Si algo evidencia esta segunda edición de Ríos Intermitentes, segmento matancero de la Bienal de La Habana, es la vitalidad de que goza el arte joven en nuestra provincia. Gran cantidad de exposiciones han animado el panorama cultural de la ciudad, permitiéndonos disfrutar de una inusitada variedad de propuestas plásticas.
Entre ellas vale la pena detenerse en Huellas, de Erich González Triana (Matanzas, 1978), montada en la sede de la Asociación Cubana de Artesanos Artistas (Acaa). Una muestra que constituye una invitación al disfrute a través de la reflexión durante Ríos Intermitentes.
Aunque Erich no es ya tan joven, su incursión en el mundo del arte resulta bastante reciente. Hace apenas unos años comenzó a formarse de manera autodidacta. Con esta exhibición de instalaciones y objetos se plantea “el temor a perder o rechazar nuestra identidad debido a la incomprensión” y busca “dialogar entre las disímiles posturas al respecto”.
El tema de la emigración no es nada nuevo en el arte cubano, resulta más que recurrente desde Alexis Leyva Machado (Kcho) se inmortalizara con su célebre Regata. Lo que le aporta la mirada del creador matancero es —no la visualización de un fenómeno obvio desde todo punto de vista— sino el razonamiento acerca de sus consecuencias intangibles: la negación, el olvido, la disolución del sentido de pertenencia a un espacio geográfico concreto.
Su poética se construye con materiales que traslucen decadencia, que portan en sí mismos el discurso de vidas anteriores, de su antigua utilidad, de su deterioro. Por otra parte, conceptos como patria, nacionalidad, idiosincrasia evidencian el mismo desgaste que esos pedazos de madera que recalan en la orilla del mar luego de pasar años a merced de la corriente. Lo fundamental son las huellas, a veces trazos palpables, a veces invisibles, que surcan la experiencia humana.
Como buen arte conceptual, las formas y las materias primas están siempre al servicio de la metáfora: vivimos en un mundo condicionado, causas y efectos se suceden en un ritmo interminable sin que podamos intervenir en ello, solo nos queda vivirlos, padecerlos, surcarlos como ese pequeño bote-muelle de la obra Sueños a la deriva.

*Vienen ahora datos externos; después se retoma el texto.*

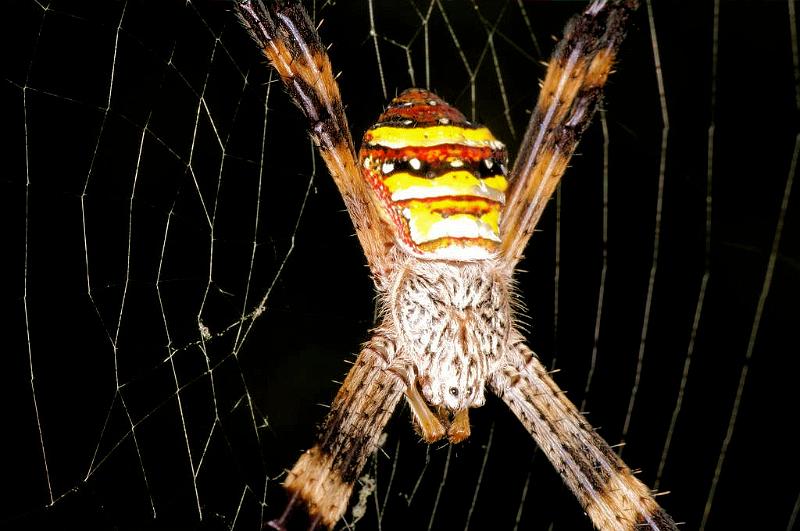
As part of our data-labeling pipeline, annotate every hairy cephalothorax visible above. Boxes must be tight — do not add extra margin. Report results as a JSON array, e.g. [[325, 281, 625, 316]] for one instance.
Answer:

Entre piezas que evidencian el proceso de búsqueda de un discurso propio destacan aquellas que son verdaderos hallazgos, como El diálogo, dos sillas enfrentadas, fusionadas en una sola, que se preguntan entre sí: ¿hasta qué punto es posible forzar el entendimiento?
Monumental en la pared, preside la exposición Boceto de un sueño. Para hacer esta isla enorme, monolítica, el creador ha usado resortes. No resulta casual la elección de este objeto que habla de absorber y almacenar energía, reaccionar con fuerza ante la presión, resistir el cambio. Un muelle vuelve a su forma original sin importar cuánto tiremos de él, pero ¿cuánta tirantez puede admitir la identidad?
Esta y otras interrogantes fundamentales constituyen el mayor acierto de la muestra. Erich nos interpela siendo completamente consciente de que las respuestas están del lado del público.